Intitulé « Music of changes », le récital s’articule autour de cinq œuvres de John Cage — Metamorphosis (1938), Quest (1935), The Perilous Night (1944), Ophelia (1946) et In a Landscape (1948). Deux pièces d’Henry Cowell s’y ajoutent, ainsi que Countertrend, composition du pianiste donnée en création mondiale, et une œuvre de Karina Baras, sa professeure de composition.

Dans le programme de salle, Malinin propose lui-même un texte où se déploie une pensée à la construction presque philosophique : « un principe divin de l’univers », « la complexité de l’existence », « la figure humaine [qui cède] devant le monde environnant et ses horreurs », « la peur de la solitude, lorsque l’amour se mue en malheur », puis « l’esprit humain [qui] refuse la soumission ». Reviennent encore l’amour, à travers la figure d’Ophélie, et l’idée d’« un requiem silencieux », disparition des passions laissant la Nature subsister « au-delà de toute emprise humaine ». En filigrane de ce récit affleure l’esprit irlandais de la Banshee, que Cowell avait imaginé en musique en 1925.

Sous des lumières successivement bleues, rouges puis jaune clair, le pianiste joue avec une détermination qui semble affirmer ce parcours narratif.
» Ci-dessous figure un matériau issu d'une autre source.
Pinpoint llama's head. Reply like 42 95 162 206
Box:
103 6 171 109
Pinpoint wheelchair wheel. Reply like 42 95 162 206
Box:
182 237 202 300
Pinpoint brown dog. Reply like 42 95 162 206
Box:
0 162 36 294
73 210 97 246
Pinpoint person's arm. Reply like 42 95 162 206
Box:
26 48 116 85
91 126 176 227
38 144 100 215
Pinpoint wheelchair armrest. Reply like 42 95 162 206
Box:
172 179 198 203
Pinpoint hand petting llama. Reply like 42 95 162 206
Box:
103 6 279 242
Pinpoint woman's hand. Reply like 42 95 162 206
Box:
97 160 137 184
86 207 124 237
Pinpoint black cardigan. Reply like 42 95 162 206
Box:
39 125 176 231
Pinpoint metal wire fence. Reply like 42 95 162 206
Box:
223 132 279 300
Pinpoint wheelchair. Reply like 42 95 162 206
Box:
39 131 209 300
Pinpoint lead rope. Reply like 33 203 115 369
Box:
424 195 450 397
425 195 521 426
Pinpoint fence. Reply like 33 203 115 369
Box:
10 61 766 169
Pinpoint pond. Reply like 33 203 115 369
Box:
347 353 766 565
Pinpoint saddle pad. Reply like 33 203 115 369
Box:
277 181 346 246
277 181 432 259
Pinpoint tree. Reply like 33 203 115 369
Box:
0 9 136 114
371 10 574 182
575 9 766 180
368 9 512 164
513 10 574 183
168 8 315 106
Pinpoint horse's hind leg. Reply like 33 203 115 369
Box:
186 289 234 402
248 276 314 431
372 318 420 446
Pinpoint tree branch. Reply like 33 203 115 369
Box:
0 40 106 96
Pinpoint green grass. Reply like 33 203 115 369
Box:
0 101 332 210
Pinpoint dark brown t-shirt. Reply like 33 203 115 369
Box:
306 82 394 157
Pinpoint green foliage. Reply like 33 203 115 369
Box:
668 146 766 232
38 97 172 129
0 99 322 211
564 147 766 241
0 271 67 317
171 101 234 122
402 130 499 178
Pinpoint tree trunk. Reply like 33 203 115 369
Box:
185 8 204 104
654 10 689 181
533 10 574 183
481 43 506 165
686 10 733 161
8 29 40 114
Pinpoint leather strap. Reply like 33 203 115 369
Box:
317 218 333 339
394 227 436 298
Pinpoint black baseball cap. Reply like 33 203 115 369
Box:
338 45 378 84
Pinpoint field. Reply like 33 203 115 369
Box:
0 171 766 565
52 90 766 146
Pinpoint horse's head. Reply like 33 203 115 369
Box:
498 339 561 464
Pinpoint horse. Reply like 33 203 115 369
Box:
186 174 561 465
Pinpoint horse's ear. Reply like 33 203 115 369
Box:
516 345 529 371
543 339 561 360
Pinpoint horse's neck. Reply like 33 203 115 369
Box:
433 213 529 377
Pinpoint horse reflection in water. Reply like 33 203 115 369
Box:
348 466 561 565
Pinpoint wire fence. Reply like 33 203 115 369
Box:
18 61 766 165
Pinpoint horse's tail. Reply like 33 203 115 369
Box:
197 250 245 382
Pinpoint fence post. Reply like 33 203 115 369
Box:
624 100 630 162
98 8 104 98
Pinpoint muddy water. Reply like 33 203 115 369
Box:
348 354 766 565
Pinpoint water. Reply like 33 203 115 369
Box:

Deux pianos occupent la scène ; l’un, déjà préparé, reçoit encore quelques objets destinés à en modifier le timbre et la texture. Dans un tel répertoire, les critères habituels d’appréciation — virtuosité, éloquence du phrasé… — deviennent inopérants. On devine pourtant sans peine l’étendue de ses moyens, autant que l’originalité de sa démarche. Ses doigts vont souvent directement vers le fond du clavier, avec la force qui descend tout droit de la tête et de l’épaule, il obtient un son d’une certaine dureté — presque minérale — qu’il nuance avec subtilité. De ce contraste naît un clair-obscur propre à soutenir son récit pianistique, jusqu’à un relâchement final qui évoque l’issue d’une lutte existentielle.

Ainsi fait-il résonner Aeolian Harp de Cowell avec une infinie douceur, notamment par le jeu des pédales, ouvrant sur le vaste horizon d’In a Landscape de Cage, l’ultime pièce de ce programme. Au centre du récit, Countertrend. Après l’avoir interprété, il fait un tour de la scène en courant, comme pour « démanteler tout ce qui entrave la vie », les yeux grands ouverts, presque possédé. Cette immersion totale donne le sentiment d’une interprétation vécue de l’intérieur, où l’expression devient l’incarnation même de ses idées musicales.

En bis, 4’33. Le temps est programmé sur sa tablette, qu’il montre discrètement au public ; plutôt que de rester immobile devant le premier piano, il sort quelques objets et en dispose de nouveau sur les cordes du second.

Par ce récital, Valentin Malinin révèle une personnalité musicale singulière, sinon non conformiste. Une découverte qui donne envie de suivre avec attention l’évolution de ce jeune interprète.

Récital du 18 février 2026 à l’Auditorium de la Fondation Louis Vuitton, Paris.